Height: The height of the tree is the longest line of nodes from the root to leaf. The height of the above tree is 4.

Trees are naturally recursive data structures. Each subtree can be treated as a full tree allowing us to write recursive functions that deal with trees.

There are many different types of trees which are used for many different applications. Trees are used as the basis for file system and database implementations. They are used for implementing compilers and interpreters. They are also generally useful any time we want to store hierarchical data.

Binary Trees

A binary tree is a type of tree where every node can have at most two children nodes. The two children are typically called the left and right children.

This tree has each node connecting to either zero, one,
or two children nodes, never more than that. — A binary tree

When we are using binary trees inside of a program, we typically create a class for storing the nodes:


// a node in a tree has data, and a left and right subtree
class Node {
    int data;
    Node left;
    Node right;
}

When we did linked lists, we used a node definition similar to the above. The difference for a binary tree is how we will set up our structure. When we create nodes, we will fill in the left and right references such that they refer to children nodes of the tree.

Note that a node can have either or both children references set to null. If both are set to null, than that node is a leaf.

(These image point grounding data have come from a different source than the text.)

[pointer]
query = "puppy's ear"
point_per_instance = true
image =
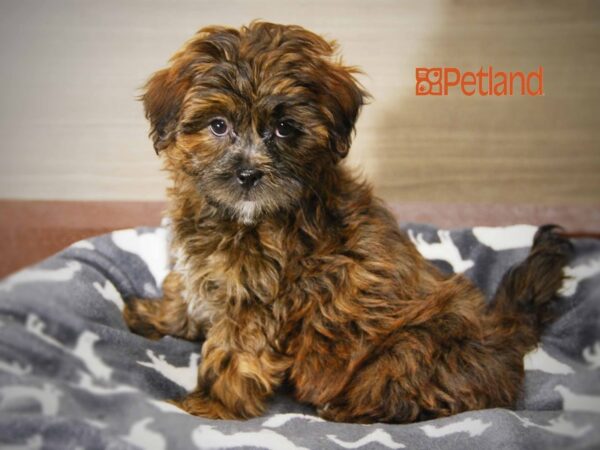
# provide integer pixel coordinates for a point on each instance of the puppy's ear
(345, 97)
(163, 99)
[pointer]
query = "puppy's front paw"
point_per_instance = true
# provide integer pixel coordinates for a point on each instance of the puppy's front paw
(202, 406)
(138, 315)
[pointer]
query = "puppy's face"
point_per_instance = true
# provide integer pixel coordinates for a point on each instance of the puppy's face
(254, 116)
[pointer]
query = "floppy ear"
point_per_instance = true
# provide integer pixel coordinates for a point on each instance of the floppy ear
(163, 99)
(345, 97)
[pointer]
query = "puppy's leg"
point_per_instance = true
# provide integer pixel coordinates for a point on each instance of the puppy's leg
(238, 372)
(155, 318)
(523, 301)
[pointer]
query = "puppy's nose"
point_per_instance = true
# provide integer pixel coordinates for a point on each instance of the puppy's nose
(248, 177)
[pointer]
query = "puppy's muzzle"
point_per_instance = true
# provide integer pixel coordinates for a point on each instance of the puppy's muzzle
(248, 177)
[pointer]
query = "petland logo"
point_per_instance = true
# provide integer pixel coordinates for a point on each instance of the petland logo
(440, 80)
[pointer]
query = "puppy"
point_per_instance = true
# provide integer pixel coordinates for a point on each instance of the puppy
(292, 272)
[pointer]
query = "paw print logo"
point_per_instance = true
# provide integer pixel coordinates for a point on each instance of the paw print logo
(429, 81)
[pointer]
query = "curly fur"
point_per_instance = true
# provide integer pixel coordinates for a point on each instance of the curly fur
(305, 277)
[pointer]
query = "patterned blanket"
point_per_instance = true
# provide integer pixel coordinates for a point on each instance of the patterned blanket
(72, 376)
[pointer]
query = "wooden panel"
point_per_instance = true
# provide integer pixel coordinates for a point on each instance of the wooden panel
(33, 230)
(71, 129)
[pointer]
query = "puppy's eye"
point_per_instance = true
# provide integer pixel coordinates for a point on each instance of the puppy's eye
(284, 129)
(218, 127)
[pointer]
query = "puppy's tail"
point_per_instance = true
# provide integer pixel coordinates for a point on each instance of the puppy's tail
(523, 302)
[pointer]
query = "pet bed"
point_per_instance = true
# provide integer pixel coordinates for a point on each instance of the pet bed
(73, 376)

This example demonstrates constructing a binary tree by setting the nodes up directly in code. The tree that this program constructs looks like this:

This binary tree has numbers stored in each node. The numbers
match what the program above put in. — A binary tree with numbers stored in the nodes

Traversals

With the data structures we have seen so far, looping through each item has been fairly easy. With an array, linked list, or any other kind of linear data structure, there are really only two ways to do, either forwards or backwards.

A tree, however, presents more of a challenge. Where should we start and where should we end? "Looping through" a tree is called traversing it. As we traverse a tree, we "visit" each of the nodes in the tree once.

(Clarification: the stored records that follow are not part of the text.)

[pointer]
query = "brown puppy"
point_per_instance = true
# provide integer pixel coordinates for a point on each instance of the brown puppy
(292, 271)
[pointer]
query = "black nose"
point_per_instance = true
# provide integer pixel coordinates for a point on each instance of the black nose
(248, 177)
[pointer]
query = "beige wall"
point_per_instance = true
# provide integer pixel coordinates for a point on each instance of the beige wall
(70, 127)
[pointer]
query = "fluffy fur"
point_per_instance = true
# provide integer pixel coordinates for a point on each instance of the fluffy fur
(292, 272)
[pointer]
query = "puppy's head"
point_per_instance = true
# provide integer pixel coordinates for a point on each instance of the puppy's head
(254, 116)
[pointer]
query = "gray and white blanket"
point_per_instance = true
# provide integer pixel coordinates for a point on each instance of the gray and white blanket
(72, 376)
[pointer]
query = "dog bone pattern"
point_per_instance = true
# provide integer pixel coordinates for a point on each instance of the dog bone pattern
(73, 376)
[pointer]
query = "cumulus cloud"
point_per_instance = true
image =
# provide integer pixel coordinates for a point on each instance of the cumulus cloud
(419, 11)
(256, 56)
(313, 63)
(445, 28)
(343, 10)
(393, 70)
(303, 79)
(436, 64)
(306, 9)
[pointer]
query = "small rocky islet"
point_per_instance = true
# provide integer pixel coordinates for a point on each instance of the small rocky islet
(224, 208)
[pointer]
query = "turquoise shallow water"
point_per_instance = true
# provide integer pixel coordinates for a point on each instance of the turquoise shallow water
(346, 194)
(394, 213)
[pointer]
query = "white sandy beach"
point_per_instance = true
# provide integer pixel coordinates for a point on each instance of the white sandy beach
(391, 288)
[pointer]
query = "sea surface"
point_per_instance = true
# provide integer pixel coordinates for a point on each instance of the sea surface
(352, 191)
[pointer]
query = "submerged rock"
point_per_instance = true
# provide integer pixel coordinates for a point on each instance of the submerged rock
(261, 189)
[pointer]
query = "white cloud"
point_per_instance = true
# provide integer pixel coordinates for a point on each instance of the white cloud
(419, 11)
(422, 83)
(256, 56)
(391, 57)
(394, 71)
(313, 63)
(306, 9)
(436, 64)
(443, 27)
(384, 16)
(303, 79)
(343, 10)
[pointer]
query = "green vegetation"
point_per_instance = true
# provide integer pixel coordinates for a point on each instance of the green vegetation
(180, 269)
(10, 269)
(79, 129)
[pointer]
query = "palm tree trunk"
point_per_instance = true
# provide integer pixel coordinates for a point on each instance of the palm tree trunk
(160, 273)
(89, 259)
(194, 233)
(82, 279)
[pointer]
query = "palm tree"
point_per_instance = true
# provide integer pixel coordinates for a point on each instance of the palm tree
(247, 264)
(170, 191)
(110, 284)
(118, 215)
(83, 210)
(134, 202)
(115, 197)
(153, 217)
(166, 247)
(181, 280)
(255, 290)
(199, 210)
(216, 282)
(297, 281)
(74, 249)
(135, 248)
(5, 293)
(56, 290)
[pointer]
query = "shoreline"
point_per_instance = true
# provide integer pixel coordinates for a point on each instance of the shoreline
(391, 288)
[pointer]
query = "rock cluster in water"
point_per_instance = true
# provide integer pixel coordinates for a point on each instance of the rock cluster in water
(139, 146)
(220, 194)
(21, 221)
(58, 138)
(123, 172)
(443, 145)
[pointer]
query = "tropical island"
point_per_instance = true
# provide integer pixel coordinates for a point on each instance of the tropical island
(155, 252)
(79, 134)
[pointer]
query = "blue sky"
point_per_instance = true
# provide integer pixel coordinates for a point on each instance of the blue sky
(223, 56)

There are actually three steps that we need to perform to traverse a tree:

Visit the root node.
Visit the entire left subtree.
Visit the entire right subtree.

Like nearly all tree algorithms, this is a recursive process. To visit the left and right subtrees, we recurse and then treat each subtree as if it was the whole tree. The base case for the traversal is when the tree we are traversing has no nodes.

There are actually different ways we can traverse the nodes based on when we visit the root node. If we do it first, we will always visit a node before visiting its children. This is called a preorder traversal.

If we instead change the traversal to visit the root node between the left and right subtrees like so:

Visit the entire left subtree.
Visit the root node.
Visit the entire right subtree.

This will visit the nodes in the tree in a different order. It will always visit the nodes to the left of a given node, then the root, then those to the right. This is called an inorder traversal.

Lastly, if we visit the root node last, then we will have a postorder traversal.

Below is the code for doing these traversals in Java:


public static void preorder(Node node) {
    if (node != null) {
        System.out.print(node.data + " ");
        preorder(node.left);
        preorder(node.right);
    }
}

public static void inorder(Node node) {
    if (node != null) {
        inorder(node.left);
        System.out.print(node.data + " ");
        inorder(node.right);
    }
}

public static void postorder(Node node) {
    if (node != null) {
        postorder(node.left);
        postorder(node.right);
        System.out.print(node.data + " ");
    }
}

Notice that the code is exactly the same in each of these except for the time in which we handle the node we are currently on.